How to play with Google TensorFlow?| Cowboy Talk
AI is not a simple discipline, and there is no unified platform or language for developing and debugging AI algorithms that integrates a large number of APIs for easy invocation; current AI development platforms are still in a semi-brutal state. Many features need to be built and implemented by yourself.
Fortunately, though, the field has received enough attention that many giants have developed their own platforms for it, and that includes Google's Tensorflow. Google DeepMind is well known for its achievements in the field of AI, and the development language platform it has launched is a good way to get people thinking, so how exactly is Tensorflow suitable for development? Could it lead to a better opportunity for your research or product?
In this open session, we invited Dr. Gabo Li, head of the machine learning lab of Nielsen, a technology company, to lead his team to use his own improved algorithm based on Tensorflow to successfully apply it in the company's precision ad push business. During his more than ten years in industry, Dr. Li has always insisted on combining academic research with industrial applications, maintaining close cooperation with academia for a long time, and introducing academic results into software innovation.
He is responsible for leading the research and development of deep learning based intelligent products, mainly using Tensorflow framework to build new deep neural networks, using GPU to train various user classification models, and applying these models to accurate ad delivery. Prior to joining Nielsen last year worked at biotech, pharma and financial tech software companies including Accelrys, Schrodinger and TD Ameritrade.

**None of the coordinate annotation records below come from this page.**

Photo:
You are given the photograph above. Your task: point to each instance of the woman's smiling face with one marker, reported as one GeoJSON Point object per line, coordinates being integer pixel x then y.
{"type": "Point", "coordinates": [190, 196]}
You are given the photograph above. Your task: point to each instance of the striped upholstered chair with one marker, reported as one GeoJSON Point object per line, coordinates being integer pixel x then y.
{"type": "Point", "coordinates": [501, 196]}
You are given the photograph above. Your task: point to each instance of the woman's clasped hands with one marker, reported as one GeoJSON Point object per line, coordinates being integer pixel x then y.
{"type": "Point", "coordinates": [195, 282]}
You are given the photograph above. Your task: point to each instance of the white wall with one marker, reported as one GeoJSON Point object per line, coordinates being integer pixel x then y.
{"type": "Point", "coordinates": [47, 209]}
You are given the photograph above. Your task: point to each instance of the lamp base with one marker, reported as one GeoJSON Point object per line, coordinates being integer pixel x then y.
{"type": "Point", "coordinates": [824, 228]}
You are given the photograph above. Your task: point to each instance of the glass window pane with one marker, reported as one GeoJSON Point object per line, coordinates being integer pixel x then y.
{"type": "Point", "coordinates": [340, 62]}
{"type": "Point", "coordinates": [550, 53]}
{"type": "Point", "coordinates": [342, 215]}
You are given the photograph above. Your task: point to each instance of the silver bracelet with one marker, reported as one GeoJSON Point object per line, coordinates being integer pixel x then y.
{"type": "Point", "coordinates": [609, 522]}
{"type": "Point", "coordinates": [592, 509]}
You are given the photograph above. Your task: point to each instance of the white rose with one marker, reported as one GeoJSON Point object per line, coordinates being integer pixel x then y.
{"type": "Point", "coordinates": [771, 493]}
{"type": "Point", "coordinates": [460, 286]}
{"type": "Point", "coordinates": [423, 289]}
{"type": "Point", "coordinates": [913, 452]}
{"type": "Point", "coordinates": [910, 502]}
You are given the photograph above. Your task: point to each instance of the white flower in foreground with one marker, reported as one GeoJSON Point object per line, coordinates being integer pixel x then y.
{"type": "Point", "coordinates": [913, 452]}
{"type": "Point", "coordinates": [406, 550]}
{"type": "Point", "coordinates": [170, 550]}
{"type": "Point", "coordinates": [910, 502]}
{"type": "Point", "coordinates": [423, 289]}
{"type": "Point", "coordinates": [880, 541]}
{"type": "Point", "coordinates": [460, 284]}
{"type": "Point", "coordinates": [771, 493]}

Dr. Lee has always combined academic research with industrial applications during his more than 10 years in industry, maintaining close collaboration with academia for a long time and introducing academic results directly into software innovation. He is currently a visiting professor at the School of Pharmacy, Sun Yat-sen University, where he supervises PhD students' research projects and conducts advanced seminars on algorithms and high performance computing programming. In addition, he has published more than sixty scientific papers in international journals. Dr. Lee has an extreme interest in a variety of complex scientific computing algorithmic problems and has invented a range of excellent algorithms in different disciplines.
▎Why did you choose Tensorflow as the platform of choice in the first place?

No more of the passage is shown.